I don't think the second part of the piecewise function affects $x = 2$, but they're all saying I'm incorrect, so I'm looking for reassurance.
The problem with your argument is that the derivative depends not just on the value of $f(x)$ at $x=2$, but on its behaviour around this point. This behaviour differs depending on whether you are approaching from the left or the right. A nice way to see this is to use the limit definition of the derivative: $$ f'(x)=\lim_{h\to 0}\frac{f(x+h)-f(x)}{h} $$ For your function, at $x=2$ this limit does not exist. To see this, we calculate the left and right limits and note that they are not equal.
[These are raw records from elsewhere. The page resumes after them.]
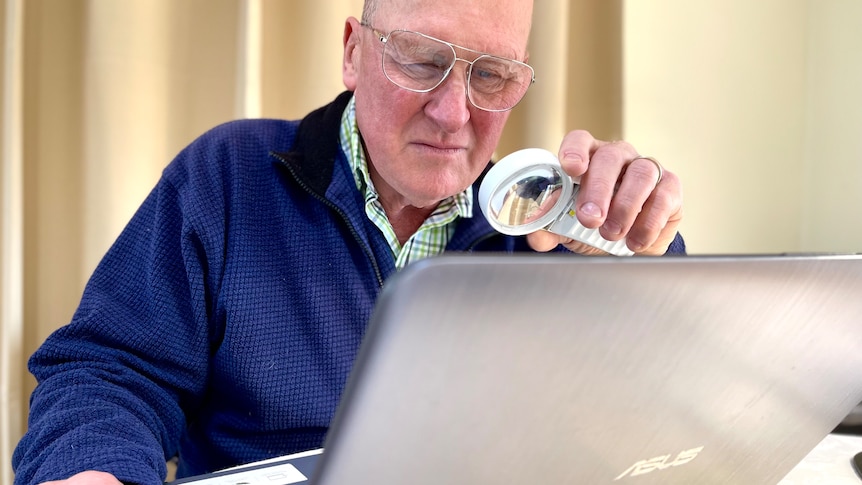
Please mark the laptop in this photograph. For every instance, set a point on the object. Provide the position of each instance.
(512, 369)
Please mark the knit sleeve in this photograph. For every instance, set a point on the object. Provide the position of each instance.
(115, 386)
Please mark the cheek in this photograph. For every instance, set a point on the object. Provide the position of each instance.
(488, 128)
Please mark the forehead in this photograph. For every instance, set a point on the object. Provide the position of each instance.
(499, 27)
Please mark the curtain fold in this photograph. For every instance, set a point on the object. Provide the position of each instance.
(12, 407)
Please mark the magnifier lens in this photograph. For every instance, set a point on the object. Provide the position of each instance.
(527, 196)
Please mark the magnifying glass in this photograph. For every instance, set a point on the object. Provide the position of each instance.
(528, 191)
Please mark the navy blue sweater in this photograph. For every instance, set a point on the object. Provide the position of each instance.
(223, 322)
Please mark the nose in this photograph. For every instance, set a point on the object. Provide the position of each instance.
(448, 106)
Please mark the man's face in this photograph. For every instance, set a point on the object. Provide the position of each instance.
(424, 147)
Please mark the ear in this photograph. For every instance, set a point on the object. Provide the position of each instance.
(352, 53)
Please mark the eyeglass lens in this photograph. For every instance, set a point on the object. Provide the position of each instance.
(419, 63)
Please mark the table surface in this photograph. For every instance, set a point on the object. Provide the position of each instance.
(828, 463)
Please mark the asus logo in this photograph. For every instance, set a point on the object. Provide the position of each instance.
(660, 463)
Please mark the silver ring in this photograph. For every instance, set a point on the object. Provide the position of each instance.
(655, 162)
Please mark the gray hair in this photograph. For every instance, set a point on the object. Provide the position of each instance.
(369, 10)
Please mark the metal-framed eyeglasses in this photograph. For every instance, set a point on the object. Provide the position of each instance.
(420, 63)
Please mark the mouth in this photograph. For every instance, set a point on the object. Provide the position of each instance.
(443, 148)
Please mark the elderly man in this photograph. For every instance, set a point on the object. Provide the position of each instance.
(223, 323)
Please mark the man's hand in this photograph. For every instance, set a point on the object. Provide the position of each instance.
(623, 195)
(87, 478)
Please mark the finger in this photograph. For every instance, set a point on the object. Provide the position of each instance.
(636, 185)
(655, 227)
(575, 151)
(599, 183)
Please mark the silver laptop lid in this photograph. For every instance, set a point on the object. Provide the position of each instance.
(556, 369)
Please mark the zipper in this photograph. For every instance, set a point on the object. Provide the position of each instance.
(338, 211)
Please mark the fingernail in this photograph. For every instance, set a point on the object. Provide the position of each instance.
(592, 210)
(612, 227)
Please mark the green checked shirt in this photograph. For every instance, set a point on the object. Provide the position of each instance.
(433, 234)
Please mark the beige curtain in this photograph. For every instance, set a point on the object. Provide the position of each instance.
(99, 95)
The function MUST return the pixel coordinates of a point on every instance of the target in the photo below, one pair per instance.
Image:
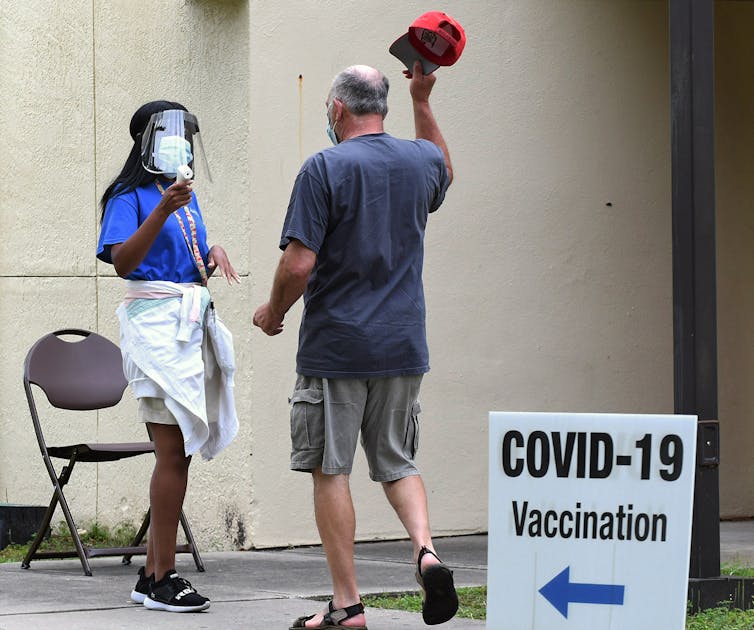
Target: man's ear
(338, 108)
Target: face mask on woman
(172, 152)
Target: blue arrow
(560, 592)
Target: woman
(177, 355)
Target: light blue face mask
(173, 151)
(329, 130)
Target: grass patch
(721, 618)
(93, 535)
(472, 602)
The right limit is: $$ \lim_{h\to 0^{+}}\frac{f(2+h)-f(2)}{h} = \lim_{h\to 0^{+}}\frac{2h}{h} = 2 $$ while the left limit gives: $$ \lim_{h\to 0^{-}}\frac{f(2+h)-f(2)}{h} = \lim_{h\to 0^{-}}\frac{4h+h^{2}}{h} = 4 $$
Then since these two limits differ, we say that the (two-sided), limit which defines $f'(2)$ does not exist, and so $f(x)$ is not differentiable at $x=2$.